Risk of Early Birth for the Baby
Although the risks brought by the preterm birth to the fetus vary depending on the week of gestation, the smaller the week, the harder the conditions will be. If we list the risks related to the baby:
1) difficulty breathing
2) difficulty feeding
3) the possibility of bleeding in the intestines
4) intracranial bleeding
5) retinal disorder of the eye
6) hearing problems
7) patent ductus arteriosis
While some of these problems can be tackled and completely resolved, some may leave serious sequelae that may affect the life of the baby. Therefore, when the diagnosis of preterm birth is diagnosed; If it can be achieved, it will bring profit regardless of the time gained by treatment.
Treatment in Threat of Preterm Labour
After the diagnosis is made, treatment should be dynamically started. Treatment of preterm Labour is started and continued by hospitalization. After the situation stabilizes, if the woman’s medical and social conditions allow it, then it can be monitored at home with oral treatment.

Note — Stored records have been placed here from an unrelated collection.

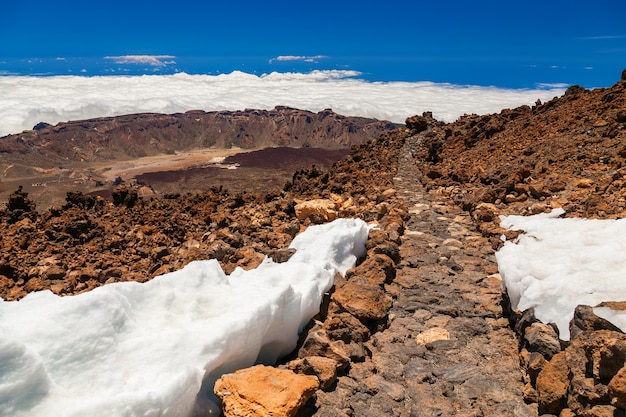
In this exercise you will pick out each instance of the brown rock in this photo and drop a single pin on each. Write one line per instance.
(552, 385)
(364, 302)
(617, 389)
(317, 343)
(318, 210)
(543, 339)
(264, 391)
(585, 320)
(325, 369)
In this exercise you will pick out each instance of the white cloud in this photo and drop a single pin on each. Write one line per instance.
(603, 37)
(28, 100)
(552, 85)
(304, 58)
(155, 60)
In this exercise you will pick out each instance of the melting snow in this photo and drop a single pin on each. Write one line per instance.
(155, 349)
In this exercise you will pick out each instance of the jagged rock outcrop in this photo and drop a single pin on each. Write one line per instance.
(418, 325)
(262, 391)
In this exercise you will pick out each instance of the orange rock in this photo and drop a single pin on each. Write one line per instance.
(264, 391)
(321, 209)
(552, 384)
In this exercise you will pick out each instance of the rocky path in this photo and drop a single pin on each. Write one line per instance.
(448, 350)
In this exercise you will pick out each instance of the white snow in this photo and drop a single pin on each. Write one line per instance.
(155, 349)
(28, 100)
(560, 263)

The first step in treatment is restriction of activity and bed rest. Serious fluid support must be provided. This support is preferably made through the vascular access. Meanwhile, the blood and urine values of the mother are checked and the necessary treatments are arranged.

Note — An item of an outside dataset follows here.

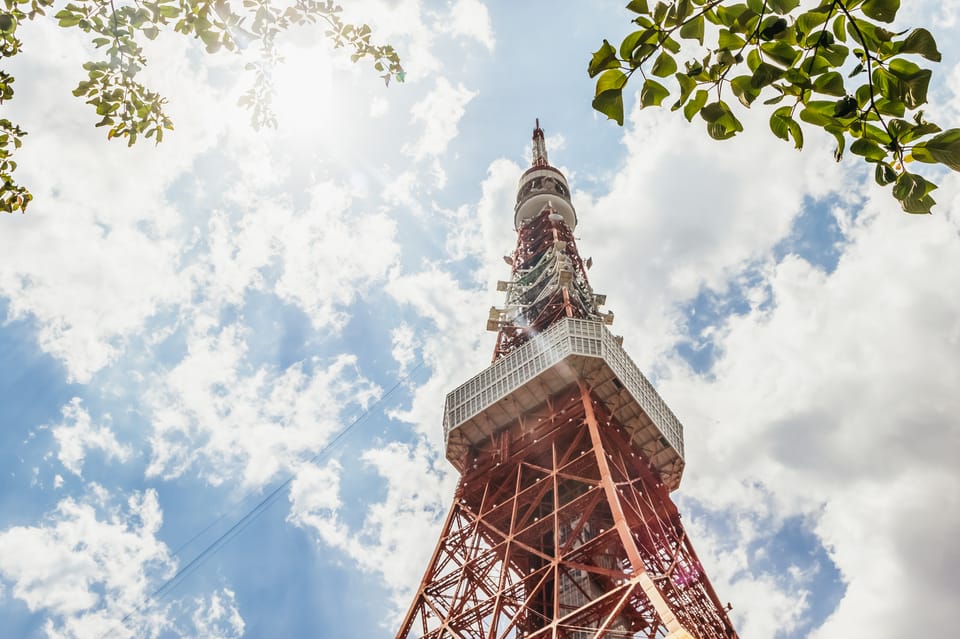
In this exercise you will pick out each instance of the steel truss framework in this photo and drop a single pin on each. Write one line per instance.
(562, 530)
(549, 282)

In the treatment, agents that will prevent uterine contractions are preferred. Although ritodrin is the oldest known agent, its effectiveness in treatment is now controversial. Its use in the clinic has decreased considerably. We no longer use ritodrin in our own applications.
The first of two preferred agents in evidence-based medical practice is magnesium sulfate treatment. This treatment is administered intravenously, doses and follow-up are very well followed. Clinical and Labouratory findings of magnesium toxicity should be closely followed. When the severity of contractions is reduced and the situation is under control; the dose is reduced and the most effective is followed at the lowest dose. Oral forms of magnesium sulfate are also available and can be tried in maintenance therapy.
Another effective treatment is calcium channel blockers. In the hospital follow-up, besides the proper fluid treatment, the vicious cycle of contractions with high doses is eliminated with high-dose calcium channel blockers and then it is regulated by oral treatment. Here, if it is ensured that the situation is stable and the conditions of the woman are appropriate, home treatment can be continued with long-acting calcium channel blockers.
While trying to prevent contractions in terms of preventing preterm Labour, dexamethasone, which is administered in two doses at 12-hour intervals, should be administered to the mother simultaneously to accelerate the lung development of the baby. Being able to delay delivery for at least 48 hours will help cortisone application to achieve its purpose.
Saving time in treatment with these treatments is closely related to how early the diagnosis of preterm birth is made. However, response to treatment is not standard. From time to time, a very good treatment response can be obtained, but from time to time, the Labour is progressing very decisively. This process is mostly related to the reason. In any case, it would be ideal to perform the treatment in a full-fledged center with intensive care of the baby and to be ready for the birth of the premature baby.